As Hamburger Schmidtspiegel it was used in the first survey that was designed to be digitized, namely the Hamburg Quasar Survey. The extragalactic survey started in 1984 and 1922 plates were exposed for this project until 1998. A total of 3300 plates were taken at Calar Alto Observatory.
Altogether about 9000 plates are already digitized and freely available.
The Dual-Reflector Telescope was finished by Bernhard Schmidt in 1934 and was used until 1957. It was a combination of Schmidt-telescope and parabolic mirror telescope on one mount, both with same aperture (0.60 m) and focal length (3 m). Obviously it was designed to compare both types of telescopes, though, the Schmidt-telescope was only used randomly probably due to fogging problems of the correction plate and the wind sensitivity due to the double length of the telescope. More than 2000 plates were taken with both telescopes from which 1366 DRP-plates exposed with the parabolic mirror telescope and 265 DRK plates exposed with the Schmidt-telescope still exist. Since 1960 the 60 cm parabolic mirror is used in the remaining Lippert-Astrograph telescope where it replaced the Carte-du-ciel telescope.

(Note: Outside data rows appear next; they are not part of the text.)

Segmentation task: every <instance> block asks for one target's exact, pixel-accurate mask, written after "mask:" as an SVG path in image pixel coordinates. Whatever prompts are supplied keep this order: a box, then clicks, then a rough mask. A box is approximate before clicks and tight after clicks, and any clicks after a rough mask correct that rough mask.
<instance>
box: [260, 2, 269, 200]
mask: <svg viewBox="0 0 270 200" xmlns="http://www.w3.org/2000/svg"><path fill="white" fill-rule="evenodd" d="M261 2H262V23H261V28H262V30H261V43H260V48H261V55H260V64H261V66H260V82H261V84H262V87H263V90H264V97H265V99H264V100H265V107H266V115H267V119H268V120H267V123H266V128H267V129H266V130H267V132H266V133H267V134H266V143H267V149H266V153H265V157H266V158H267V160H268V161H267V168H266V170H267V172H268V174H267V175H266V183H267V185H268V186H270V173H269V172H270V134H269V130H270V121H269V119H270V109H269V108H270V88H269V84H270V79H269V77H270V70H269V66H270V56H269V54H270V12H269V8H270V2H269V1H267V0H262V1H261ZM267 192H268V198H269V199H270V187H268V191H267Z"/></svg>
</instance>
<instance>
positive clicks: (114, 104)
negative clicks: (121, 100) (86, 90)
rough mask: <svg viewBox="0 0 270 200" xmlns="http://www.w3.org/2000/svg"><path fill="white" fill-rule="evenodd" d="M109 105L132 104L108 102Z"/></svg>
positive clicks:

There was a copy of the first Schmidt-camera which was called Small Schmidt-mirror II (or Salvador-Schmidt because it was intended to be used in San Salvador/El Salvador). It was built with the second correction plate which Bernhard Schmidt had produced. The first one was used in his original Schmidt-Camera. First tests were done in 1952 by Stock (plates KSP0001-33). While the telescope was used at Hamburg Observatory from 1954 until 1960 518 exposures were taken on circular films or glass plates. From 1962 until 1968 this telescope was moved to Boyden Observatory in South Africa (the plate-images are named KSB standing for 'Kleiner Schmidt-Spiegel Boyden' instead of 'HS' on the plate envelopes). More than 2300 films were exposed at Boyden Observatory, from which 257 were returned to Hamburger Sternwarte. In 1970 the telescope came back to Hamburg again and about 325 films still exist which were exposed between 1970 and 1976.